Anger boiled fast and furious, and I was glad for it because I didn't like looking weak in front of him.

I stood up, yanking the sheet from the bed, pulling it over my shoulders and around me, hiding everything but my face. "You're the one who couldn't help yourself. You’re the one who could have worn a condom but didn't. Maybe you don't like it, but it takes two to tango and two to make a baby. But you don't have to worry, James. You’ve made it clear that you don't want me or the baby, and I knew that going into this. So, I will continue to honor our original deal. Or maybe we can screw the deal. I’ll leave now, and you won't have to deal with me or this baby."

I wished I were dressed so I could leave right then and there. Since I couldn't, I gathered my clothes and made my way to the bathroom.

"What are you doing?"

"I'm getting dressed, and then I'm going home." Of course, I didn’t have a home. Not a real one. If I left like this, I wouldn’t even have a pretend one.

"You're not leaving me. We have a deal, Reyna. And if you think I'm going to abandon my child, you’ve got another thing coming."

I stepped into the bathroom, starting to shut the door but peering at him through the crack. "I can't wait to see how our child turns out knowing that his father only pretends to love him so his board will think he’s a stable, settled man. So potential clients will think he's a good, loving, family man." Then I shut the door in his face.

CHAPTERNINETEEN

James

Jesus fucking Christ. I should have known that my life was too good to be true. There really was no having your cake and eating it too.

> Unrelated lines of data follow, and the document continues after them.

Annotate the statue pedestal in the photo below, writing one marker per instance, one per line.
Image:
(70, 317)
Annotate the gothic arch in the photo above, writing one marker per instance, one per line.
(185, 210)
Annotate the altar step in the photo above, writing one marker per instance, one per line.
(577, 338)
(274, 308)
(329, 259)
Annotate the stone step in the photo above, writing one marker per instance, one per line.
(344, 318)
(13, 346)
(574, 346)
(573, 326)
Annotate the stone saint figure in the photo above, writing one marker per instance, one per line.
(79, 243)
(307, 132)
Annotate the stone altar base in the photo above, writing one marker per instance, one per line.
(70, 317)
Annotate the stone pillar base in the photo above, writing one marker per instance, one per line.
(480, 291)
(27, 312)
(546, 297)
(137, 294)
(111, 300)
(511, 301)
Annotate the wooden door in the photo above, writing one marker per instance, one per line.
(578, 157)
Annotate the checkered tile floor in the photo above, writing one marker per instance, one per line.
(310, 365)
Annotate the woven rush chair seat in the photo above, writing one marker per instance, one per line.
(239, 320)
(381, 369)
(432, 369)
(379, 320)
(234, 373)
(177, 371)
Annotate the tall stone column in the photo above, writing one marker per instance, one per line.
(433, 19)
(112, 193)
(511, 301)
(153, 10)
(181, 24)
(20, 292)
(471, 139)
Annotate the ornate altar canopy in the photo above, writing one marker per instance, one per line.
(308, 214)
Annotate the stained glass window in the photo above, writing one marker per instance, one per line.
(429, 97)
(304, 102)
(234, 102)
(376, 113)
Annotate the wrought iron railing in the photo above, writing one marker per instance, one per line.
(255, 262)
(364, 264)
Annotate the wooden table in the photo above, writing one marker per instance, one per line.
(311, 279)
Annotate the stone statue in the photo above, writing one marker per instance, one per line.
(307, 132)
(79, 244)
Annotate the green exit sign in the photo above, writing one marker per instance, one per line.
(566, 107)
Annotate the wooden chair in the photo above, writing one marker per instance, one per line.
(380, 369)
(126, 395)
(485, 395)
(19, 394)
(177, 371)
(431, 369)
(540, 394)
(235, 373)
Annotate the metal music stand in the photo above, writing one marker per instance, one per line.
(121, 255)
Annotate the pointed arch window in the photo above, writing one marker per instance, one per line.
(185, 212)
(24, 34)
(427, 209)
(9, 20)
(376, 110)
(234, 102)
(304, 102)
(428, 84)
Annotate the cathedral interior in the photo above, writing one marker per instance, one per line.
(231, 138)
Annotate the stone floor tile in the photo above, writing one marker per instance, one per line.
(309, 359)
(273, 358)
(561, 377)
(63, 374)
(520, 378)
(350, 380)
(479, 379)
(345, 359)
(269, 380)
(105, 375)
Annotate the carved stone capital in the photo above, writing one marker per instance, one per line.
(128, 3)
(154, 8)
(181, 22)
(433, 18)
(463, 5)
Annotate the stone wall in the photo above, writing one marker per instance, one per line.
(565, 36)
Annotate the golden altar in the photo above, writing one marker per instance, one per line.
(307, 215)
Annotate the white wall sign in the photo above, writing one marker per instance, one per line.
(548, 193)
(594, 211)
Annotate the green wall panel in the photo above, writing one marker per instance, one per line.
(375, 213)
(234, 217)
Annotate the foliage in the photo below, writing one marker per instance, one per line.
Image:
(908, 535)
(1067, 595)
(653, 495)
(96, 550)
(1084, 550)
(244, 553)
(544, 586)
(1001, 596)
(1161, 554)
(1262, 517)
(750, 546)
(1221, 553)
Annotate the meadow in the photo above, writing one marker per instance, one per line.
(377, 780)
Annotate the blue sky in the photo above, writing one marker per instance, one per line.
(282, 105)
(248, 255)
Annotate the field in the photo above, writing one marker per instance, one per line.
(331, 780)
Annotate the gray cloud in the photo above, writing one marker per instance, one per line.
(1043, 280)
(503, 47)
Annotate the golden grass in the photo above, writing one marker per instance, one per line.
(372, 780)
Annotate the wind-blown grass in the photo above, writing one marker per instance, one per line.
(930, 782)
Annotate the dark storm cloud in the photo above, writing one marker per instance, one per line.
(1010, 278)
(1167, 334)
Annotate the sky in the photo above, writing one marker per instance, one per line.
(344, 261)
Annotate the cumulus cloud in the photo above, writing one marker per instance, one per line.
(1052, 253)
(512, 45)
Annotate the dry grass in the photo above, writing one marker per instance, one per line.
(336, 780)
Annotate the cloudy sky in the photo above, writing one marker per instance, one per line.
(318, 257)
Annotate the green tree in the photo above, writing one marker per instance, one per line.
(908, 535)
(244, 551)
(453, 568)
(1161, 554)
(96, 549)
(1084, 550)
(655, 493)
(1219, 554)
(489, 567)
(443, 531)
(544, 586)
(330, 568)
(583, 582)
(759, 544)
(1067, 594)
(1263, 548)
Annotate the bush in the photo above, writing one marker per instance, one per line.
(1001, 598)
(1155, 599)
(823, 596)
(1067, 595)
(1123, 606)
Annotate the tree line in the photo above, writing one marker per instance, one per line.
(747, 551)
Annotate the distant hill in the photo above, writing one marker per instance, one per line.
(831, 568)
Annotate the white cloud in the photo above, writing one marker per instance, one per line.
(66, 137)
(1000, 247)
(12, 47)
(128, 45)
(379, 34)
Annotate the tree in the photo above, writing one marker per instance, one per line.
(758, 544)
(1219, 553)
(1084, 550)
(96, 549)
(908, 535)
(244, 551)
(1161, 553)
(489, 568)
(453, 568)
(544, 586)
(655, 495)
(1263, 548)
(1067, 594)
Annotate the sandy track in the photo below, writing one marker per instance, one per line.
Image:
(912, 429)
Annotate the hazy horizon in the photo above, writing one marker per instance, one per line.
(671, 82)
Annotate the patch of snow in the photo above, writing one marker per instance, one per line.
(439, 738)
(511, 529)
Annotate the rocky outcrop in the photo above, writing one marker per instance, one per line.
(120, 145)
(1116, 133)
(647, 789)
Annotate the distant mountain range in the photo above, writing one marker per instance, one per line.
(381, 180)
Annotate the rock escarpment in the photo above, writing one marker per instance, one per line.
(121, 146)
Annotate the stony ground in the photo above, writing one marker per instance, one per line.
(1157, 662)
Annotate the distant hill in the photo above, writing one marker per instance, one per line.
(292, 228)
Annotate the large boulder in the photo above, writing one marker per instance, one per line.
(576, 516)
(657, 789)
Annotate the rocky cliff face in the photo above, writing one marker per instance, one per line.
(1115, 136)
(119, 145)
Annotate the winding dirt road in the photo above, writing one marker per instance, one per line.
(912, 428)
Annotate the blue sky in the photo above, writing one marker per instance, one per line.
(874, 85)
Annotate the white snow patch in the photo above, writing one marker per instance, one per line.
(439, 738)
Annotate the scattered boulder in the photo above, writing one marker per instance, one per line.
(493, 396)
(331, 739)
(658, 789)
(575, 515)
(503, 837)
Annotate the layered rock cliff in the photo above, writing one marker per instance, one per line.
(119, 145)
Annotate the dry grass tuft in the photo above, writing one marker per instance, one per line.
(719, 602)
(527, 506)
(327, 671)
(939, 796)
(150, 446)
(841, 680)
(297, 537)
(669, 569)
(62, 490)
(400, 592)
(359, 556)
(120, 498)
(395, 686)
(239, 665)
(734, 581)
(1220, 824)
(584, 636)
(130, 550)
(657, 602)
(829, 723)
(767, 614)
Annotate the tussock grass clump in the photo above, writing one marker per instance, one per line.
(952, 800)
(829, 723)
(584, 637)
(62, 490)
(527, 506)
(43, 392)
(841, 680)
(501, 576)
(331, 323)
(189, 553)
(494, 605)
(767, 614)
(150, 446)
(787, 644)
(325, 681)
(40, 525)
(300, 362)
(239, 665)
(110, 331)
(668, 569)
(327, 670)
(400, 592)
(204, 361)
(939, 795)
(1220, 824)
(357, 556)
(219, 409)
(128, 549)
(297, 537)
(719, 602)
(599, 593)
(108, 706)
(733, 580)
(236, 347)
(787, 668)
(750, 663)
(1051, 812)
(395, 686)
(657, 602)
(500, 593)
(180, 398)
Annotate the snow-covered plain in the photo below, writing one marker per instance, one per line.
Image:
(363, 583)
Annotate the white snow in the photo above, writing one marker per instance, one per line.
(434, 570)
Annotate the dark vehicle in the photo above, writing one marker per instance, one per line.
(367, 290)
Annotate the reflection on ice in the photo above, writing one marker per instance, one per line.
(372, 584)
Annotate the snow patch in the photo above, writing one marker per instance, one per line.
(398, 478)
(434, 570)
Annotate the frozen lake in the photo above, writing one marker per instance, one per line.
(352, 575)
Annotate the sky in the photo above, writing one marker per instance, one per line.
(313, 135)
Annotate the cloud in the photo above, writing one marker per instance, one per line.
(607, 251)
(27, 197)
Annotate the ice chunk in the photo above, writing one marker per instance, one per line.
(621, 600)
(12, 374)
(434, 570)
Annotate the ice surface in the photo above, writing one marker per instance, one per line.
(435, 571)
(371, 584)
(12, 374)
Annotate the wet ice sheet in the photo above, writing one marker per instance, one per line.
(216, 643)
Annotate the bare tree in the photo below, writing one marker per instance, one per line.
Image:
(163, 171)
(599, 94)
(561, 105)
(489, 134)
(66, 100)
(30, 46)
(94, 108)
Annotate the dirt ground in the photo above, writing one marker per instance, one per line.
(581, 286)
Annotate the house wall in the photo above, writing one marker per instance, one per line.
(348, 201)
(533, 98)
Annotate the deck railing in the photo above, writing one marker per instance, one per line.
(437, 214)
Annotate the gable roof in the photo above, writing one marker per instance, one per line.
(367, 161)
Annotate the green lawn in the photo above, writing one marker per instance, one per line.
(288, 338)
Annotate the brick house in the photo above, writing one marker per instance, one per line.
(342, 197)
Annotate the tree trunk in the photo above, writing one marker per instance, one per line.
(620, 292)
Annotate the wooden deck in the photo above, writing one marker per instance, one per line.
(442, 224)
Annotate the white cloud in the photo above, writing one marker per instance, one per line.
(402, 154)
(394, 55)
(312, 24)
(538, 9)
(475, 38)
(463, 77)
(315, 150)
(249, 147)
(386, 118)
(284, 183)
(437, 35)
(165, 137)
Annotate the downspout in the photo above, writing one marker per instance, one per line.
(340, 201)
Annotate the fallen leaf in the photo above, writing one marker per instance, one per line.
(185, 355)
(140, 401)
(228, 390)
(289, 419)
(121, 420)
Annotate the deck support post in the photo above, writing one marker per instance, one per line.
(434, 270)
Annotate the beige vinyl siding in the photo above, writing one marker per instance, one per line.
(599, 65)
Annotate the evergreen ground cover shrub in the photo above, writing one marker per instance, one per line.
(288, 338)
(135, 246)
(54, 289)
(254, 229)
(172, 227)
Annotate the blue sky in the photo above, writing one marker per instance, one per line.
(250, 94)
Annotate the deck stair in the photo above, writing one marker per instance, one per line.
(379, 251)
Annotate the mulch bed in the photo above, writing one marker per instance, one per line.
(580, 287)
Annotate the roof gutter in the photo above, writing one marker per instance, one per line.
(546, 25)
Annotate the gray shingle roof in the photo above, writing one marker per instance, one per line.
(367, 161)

Angry beyond belief, I grabbed my clothes, throwing them on and exiting the bedroom. I started toward the minibar, but I was too agitated to stick around. I left the suite, walking along a path through the resort.

I couldn't wrap my brain around the idea that in an instant, my entire world had tilted on its axis. Everything had changed for the rest of my life. I knew I was acting like an asshole, but I couldn't be a father. I didn't have that kind of love inside me. My focus was on the business. And I knew what it did to a child to have a father who only cared about business. Reyna was right, I would be a disappointment to a child. Worse, I'd probably fuck him up.

But what was done was done. There was no sense in crying over spilled milk, so to speak. The thing I needed to figure out was what I was going to do.

You're going to be a father, that's what you're going to do.

The news of a baby didn't have to derail the plan that Reyna and I had. We still had about nine and a half months to go, and it seemed likely that pregnancy would make it even harder for the board to question why I got married.